Wow!....how much do you weigh?


----------



## Shipwreck (Jan 26, 2006)

Higgy Baby said:


> Wow!....how much do you weigh?


I weigh about 206lbs. I am almost 50.

It is much harder to lose weight than it used to be for me. Even up to my mid 40s, I could cut carbs and drop weight easily. Now, not much works. Because of my back and neck issues, I can't lift weights or do much of anything else but walk.


----------



## Higgy Baby (Aug 10, 2021)

I used to workout , then walk everyday 3.5 mi before work. That was in the 80's. I probably weighed 170 and smoked constantly. When I got older I quit walking and now weigh around 200. Of course my health has just about hit bottom. I'll turn 74 next month. I want to start walking again....but it will be like 1/2 mile at a time, If I get better at it, maybe 1 mile. Ihave to be carefull too because I now have balance issues. That's not fun. I can turn my head- and fall. And I haven;t had a drink in many years.


----------



## pic (Nov 14, 2009)

Higgy Baby said:


> I used to workout , then walk everyday 3.5 mi before work. That was in the 80's. I probably weighed 170 and smoked constantly. When I got older I quit walking and now weigh around 200. Of course my health has just about hit bottom. I'll turn 74 next month. I want to start walking again....but it will be like 1/2 mile at a time, If I get better at it, maybe 1 mile. Ihave to be carefull too because I now have balance issues. That's not fun. I can turn my head- and fall. And I haven;t had a drink in many years.


Do you have a diagnosis for the falling episodes. 
There are cures or therapies to address certain conditions , but you would need a professional diagnosis .


----------



## Higgy Baby (Aug 10, 2021)

pic said:


> Do you have a diagnosis for the falling episodes.
> There are cures or therapies to address certain conditions , but you would need a professional diagnosis .
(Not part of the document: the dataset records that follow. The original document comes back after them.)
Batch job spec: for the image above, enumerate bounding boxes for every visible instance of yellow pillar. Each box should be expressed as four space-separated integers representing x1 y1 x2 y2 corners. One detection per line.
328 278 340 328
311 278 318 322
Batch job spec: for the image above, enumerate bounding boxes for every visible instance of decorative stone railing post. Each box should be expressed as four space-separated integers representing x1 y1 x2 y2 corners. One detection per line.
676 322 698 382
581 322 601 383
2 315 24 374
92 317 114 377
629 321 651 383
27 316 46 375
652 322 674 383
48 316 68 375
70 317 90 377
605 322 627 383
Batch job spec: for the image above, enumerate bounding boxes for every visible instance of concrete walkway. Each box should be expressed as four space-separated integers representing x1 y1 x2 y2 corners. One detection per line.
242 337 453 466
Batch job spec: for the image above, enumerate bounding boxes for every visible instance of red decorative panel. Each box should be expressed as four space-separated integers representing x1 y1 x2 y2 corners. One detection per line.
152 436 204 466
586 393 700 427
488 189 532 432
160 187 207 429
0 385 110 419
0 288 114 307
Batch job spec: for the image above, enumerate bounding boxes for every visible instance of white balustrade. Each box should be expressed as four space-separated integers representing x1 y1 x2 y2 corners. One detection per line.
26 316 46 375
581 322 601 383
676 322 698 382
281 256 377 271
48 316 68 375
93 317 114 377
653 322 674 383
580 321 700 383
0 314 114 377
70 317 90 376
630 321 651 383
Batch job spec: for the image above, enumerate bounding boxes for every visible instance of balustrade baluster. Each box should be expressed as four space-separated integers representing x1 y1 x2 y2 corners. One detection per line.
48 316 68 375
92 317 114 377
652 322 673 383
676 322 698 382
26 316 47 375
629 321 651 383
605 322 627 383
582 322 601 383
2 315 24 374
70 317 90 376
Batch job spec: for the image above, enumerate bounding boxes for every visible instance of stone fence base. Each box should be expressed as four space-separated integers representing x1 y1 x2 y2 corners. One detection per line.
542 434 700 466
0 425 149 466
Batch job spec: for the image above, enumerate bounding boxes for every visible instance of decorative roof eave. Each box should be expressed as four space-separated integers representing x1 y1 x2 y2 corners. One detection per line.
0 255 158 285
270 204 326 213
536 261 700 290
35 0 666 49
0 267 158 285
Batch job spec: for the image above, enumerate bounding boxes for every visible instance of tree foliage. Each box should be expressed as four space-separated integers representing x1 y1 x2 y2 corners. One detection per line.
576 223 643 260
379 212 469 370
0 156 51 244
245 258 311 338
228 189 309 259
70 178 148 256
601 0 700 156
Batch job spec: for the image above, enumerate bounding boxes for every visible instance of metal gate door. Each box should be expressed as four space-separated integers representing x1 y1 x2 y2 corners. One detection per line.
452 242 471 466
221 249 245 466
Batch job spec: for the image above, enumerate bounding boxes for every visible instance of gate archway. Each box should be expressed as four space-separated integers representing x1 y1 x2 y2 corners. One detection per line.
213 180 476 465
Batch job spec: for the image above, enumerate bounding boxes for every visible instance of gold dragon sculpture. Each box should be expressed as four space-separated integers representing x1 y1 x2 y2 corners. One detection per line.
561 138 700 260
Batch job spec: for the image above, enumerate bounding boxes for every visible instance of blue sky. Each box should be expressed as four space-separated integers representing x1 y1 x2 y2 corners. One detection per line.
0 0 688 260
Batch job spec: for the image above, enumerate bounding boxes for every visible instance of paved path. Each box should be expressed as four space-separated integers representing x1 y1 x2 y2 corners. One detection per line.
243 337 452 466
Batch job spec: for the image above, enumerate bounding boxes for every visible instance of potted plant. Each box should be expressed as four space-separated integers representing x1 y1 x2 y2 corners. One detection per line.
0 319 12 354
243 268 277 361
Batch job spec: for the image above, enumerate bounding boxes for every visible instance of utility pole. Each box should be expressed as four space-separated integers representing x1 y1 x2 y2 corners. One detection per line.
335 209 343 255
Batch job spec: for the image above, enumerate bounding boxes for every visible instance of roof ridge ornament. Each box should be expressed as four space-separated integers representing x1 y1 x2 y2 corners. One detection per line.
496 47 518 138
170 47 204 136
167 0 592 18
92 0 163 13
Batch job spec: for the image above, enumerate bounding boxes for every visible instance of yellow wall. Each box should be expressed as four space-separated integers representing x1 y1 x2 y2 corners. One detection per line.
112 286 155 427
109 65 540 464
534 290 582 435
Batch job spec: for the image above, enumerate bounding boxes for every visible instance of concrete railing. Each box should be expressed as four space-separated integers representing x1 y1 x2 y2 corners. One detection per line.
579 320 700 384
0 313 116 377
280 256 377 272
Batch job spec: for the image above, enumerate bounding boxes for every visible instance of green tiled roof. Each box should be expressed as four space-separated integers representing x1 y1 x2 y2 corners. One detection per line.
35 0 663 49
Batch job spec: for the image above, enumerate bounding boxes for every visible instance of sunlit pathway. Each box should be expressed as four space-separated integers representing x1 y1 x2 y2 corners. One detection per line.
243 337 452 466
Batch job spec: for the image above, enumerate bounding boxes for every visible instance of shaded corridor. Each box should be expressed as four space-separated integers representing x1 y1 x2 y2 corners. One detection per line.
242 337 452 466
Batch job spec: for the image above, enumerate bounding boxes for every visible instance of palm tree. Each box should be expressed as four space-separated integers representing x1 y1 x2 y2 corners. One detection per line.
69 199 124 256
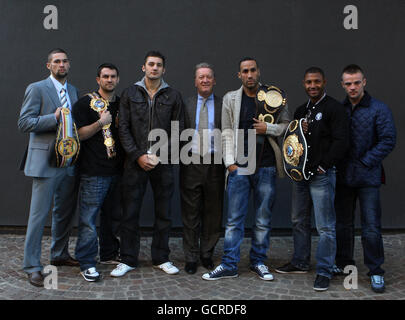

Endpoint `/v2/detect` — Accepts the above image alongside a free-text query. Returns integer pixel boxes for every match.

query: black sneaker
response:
[202,264,238,280]
[80,267,101,282]
[314,274,330,291]
[275,262,308,273]
[332,264,345,276]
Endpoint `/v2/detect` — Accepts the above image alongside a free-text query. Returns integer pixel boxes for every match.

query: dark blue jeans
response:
[120,164,174,267]
[222,167,276,269]
[291,168,336,278]
[75,175,119,271]
[335,184,384,276]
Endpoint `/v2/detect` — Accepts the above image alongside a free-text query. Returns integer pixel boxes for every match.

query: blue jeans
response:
[222,167,276,269]
[75,175,118,271]
[291,168,336,278]
[335,184,384,276]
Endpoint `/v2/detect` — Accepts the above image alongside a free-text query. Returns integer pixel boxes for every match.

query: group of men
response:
[18,49,396,292]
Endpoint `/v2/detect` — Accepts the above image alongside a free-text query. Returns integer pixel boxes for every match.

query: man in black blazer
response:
[180,62,225,274]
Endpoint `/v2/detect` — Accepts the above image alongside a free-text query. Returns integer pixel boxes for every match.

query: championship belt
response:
[282,119,310,181]
[53,107,80,168]
[256,85,287,123]
[88,92,117,159]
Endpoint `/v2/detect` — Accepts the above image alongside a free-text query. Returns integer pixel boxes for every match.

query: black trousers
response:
[120,164,174,267]
[99,175,122,261]
[180,164,225,262]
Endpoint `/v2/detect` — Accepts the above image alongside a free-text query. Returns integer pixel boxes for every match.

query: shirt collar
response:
[49,75,67,93]
[343,91,371,107]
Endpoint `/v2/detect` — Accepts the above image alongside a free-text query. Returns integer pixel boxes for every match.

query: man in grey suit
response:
[180,63,225,274]
[18,48,78,287]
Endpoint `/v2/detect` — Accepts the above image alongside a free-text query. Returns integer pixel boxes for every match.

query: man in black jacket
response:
[72,63,124,282]
[111,51,183,277]
[276,67,349,291]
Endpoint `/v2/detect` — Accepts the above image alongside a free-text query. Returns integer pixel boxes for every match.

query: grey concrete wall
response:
[0,0,405,228]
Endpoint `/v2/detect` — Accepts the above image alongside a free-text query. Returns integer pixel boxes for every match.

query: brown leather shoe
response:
[51,257,80,267]
[28,271,44,287]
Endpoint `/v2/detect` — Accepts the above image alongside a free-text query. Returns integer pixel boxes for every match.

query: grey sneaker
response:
[202,264,238,280]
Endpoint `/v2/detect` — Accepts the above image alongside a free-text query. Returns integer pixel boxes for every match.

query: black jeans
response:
[99,175,122,261]
[335,184,384,276]
[120,164,174,267]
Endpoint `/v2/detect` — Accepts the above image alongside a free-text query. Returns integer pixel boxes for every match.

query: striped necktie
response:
[198,99,209,156]
[60,88,68,108]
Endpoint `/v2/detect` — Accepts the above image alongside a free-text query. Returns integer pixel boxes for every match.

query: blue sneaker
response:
[371,274,385,293]
[250,263,274,281]
[202,264,238,280]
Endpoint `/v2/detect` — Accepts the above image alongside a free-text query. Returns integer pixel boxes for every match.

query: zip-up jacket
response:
[119,79,184,166]
[294,96,349,174]
[337,92,396,187]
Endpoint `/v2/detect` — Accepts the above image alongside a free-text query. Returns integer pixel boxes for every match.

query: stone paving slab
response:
[0,234,405,300]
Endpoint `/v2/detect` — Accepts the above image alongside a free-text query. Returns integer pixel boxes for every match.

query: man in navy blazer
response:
[18,48,78,286]
[334,64,396,293]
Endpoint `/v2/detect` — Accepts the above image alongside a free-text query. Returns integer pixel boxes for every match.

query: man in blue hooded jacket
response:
[335,65,396,293]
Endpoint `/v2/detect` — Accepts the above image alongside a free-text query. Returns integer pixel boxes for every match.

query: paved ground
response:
[0,234,405,300]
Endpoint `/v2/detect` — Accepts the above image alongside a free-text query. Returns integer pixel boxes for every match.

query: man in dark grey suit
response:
[180,63,225,274]
[18,48,78,286]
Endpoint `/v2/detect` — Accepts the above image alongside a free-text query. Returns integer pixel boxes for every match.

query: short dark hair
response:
[342,64,364,76]
[144,50,166,67]
[48,48,67,62]
[194,62,215,78]
[97,63,120,77]
[304,67,325,79]
[238,57,259,70]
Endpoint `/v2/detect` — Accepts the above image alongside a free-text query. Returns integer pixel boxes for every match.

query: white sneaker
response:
[80,267,101,282]
[110,263,135,277]
[153,261,180,274]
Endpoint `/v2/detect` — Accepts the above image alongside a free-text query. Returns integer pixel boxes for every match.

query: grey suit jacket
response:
[222,86,291,178]
[18,78,79,177]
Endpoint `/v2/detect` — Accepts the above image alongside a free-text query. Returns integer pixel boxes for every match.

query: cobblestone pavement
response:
[0,234,405,300]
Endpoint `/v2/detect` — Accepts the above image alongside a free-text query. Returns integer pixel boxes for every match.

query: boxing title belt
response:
[256,85,287,123]
[282,119,310,181]
[55,107,80,168]
[87,92,117,159]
No, I have not addressed it- I try to dodge drs as much as possible. I know i have a couple leaky valves and some kind of rythem issues. My pace maker is about ready to be swapped out. Had my aortic valve replaced a coupe years ago, it should be good.


----------



## desertman (Aug 29, 2013)

Higgy Baby said:


> I used to workout , then walk everyday 3.5 mi before work. That was in the 80's. I probably weighed 170 and smoked constantly. When I got older I quit walking and now weigh around 200. Of course my health has just about hit bottom. I'll turn 74 next month. I want to start walking again....but it will be like 1/2 mile at a time, If I get better at it, maybe 1 mile. Ihave to be carefull too because I now have balance issues. That's not fun. I can turn my head- and fall. And I haven;t had a drink in many years.


I'm 6 ft. about 170 lbs. I've been that way my entire adult life and still am. I was never into sports but I used to lift weights during high school but quit soon after I graduated. I just didn't have the time for it as I got too involved in fixing up old cars and into guns. I stopped exercising for so many years but I always maintained my property, vegetable garden, did all of my own home and vehicle repairs. That can keep you somewhat active. Not too mention that we have a lot of car events in Arizona and you're always walking around at those events.

My wife and I go hiking both on the trails in our neighborhood and out into the desert. I can easily do a 6 mile round trip hike up into the mountains. The first 3 miles are all uphill. The elevation is about 6000 ft. When we get up there it feels like you're flying. It's pretty rugged out in the desert too which is not too far from where we live. We have the best of both world's.

About 7 years ago I started exercising again at home first thing in the morning. One half hour of fast walking, 80 push ups and 60 squats. During the evening my wife and I go out and walk around the neighborhood. Because of the nice weather people are always out and about. Except for the summer when it's hotter than all hell. I never smoked and only drank during high school and into my early 20's. At that time it just wasn't fun anymore and if I kept it up it would never lead to anything good. Yeah I'll have maybe a beer or two with dinner but that's it.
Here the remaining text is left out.